Anomaly

In this sample program, we will introduce how to detect anomaly values by using the jubaanomaly function from Jubatus Client.

Jubatus uses LOF(Local Outlier Factor) algorithm to support its anomaly detection. The key idea of LOF is comparing the local density of a point’s neighborhood with the local density of its neighbors. Points that have a substantially lower density than their neighbors are considered to be outliers. LOF can be used for fraud detectin, fault detection, etc.

Abstract of sample program

In this sample, we use the KDD Cup(Knowledge Discovery and Data Mining Cup) data for learning and detection. At first, the data input from client side will be extracted and sent to server side for learning. Then, client will have a return value for each data as the judgement of anomaly detection, and demonstrate the results to the users. KDD Cup data kddcup.data_10_percent.gz is available from KDD Cup 1999 Data.
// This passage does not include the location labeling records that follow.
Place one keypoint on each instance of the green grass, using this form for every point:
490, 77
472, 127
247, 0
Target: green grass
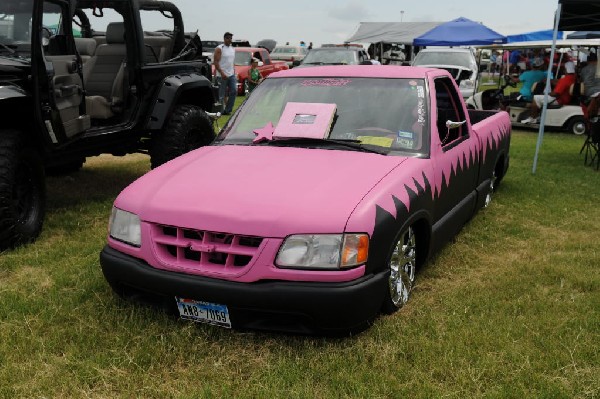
510, 309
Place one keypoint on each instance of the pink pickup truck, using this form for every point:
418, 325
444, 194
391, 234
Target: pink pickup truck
316, 205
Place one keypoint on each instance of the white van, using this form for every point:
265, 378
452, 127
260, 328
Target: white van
460, 62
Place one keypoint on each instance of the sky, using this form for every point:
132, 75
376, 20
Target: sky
334, 21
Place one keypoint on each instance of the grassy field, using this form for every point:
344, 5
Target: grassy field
510, 309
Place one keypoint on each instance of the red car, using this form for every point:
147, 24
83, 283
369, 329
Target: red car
243, 57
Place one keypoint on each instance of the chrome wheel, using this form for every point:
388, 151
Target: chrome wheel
488, 196
403, 264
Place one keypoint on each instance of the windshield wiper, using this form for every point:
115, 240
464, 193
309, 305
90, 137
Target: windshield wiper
345, 143
8, 48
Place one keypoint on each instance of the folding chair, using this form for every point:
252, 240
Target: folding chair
591, 145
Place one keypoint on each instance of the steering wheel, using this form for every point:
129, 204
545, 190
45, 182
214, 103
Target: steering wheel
46, 35
509, 81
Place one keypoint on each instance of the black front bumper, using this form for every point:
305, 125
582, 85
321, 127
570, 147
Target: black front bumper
289, 306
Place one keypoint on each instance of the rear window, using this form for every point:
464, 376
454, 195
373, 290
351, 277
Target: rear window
289, 50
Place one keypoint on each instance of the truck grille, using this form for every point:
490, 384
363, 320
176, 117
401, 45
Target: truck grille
203, 250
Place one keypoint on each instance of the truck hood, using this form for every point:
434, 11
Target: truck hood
259, 191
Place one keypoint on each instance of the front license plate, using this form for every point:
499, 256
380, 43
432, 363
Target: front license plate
203, 312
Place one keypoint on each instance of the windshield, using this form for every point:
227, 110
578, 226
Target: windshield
285, 50
386, 113
331, 56
444, 58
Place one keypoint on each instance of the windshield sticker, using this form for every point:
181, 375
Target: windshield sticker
304, 119
326, 82
264, 133
405, 139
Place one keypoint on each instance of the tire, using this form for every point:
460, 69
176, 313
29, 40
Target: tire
402, 264
577, 126
22, 191
65, 168
189, 128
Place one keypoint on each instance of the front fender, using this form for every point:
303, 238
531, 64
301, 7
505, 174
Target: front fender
11, 91
189, 88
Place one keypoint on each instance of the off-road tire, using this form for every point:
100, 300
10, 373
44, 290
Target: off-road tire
22, 191
189, 128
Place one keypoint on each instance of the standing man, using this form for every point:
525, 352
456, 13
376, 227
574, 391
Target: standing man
223, 59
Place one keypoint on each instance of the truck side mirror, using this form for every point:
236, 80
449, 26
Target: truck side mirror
453, 125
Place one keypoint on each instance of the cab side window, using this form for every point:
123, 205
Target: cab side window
449, 108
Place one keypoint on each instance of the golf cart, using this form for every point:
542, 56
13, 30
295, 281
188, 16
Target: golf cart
567, 117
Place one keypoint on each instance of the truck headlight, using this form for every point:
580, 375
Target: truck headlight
125, 226
323, 251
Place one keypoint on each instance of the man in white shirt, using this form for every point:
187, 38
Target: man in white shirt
226, 78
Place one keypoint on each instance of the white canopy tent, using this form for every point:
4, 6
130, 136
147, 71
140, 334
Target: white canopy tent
391, 32
402, 33
570, 15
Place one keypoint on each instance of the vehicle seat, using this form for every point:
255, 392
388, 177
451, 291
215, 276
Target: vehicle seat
104, 74
576, 92
158, 48
86, 48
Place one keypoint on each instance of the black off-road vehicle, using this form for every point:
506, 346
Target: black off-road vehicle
83, 78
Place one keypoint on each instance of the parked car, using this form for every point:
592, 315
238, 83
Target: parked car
208, 48
66, 98
316, 205
268, 44
289, 54
240, 43
460, 62
243, 58
334, 55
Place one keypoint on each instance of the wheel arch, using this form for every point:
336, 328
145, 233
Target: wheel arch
576, 125
191, 89
15, 110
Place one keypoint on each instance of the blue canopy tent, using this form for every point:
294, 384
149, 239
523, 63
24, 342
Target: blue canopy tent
570, 15
534, 36
459, 32
584, 34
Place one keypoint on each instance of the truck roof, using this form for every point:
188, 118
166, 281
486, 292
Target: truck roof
367, 71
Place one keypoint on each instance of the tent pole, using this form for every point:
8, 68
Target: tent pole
547, 89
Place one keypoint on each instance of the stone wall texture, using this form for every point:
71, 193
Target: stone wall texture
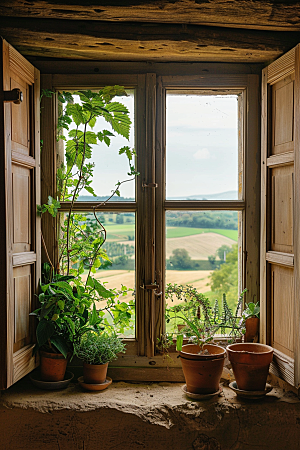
136, 416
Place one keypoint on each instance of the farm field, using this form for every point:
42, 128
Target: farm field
122, 231
199, 246
115, 278
174, 232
Please decompress it after download.

Processing flow

Main flow of using Jubatus Client

  1. Connection settings to Jubatus Server
Setting the HOST, RPC port of Jubatus Server
  1. Prepare the learning data
Read the data from kddcup.data_10_percent.txt line by line.
  1. Model training(Update learning model)
Using the add() method to send the learning data to server side, and training the learning model there.
  1. Output the result
The return result in add() method is the judgement from the detection model at server side.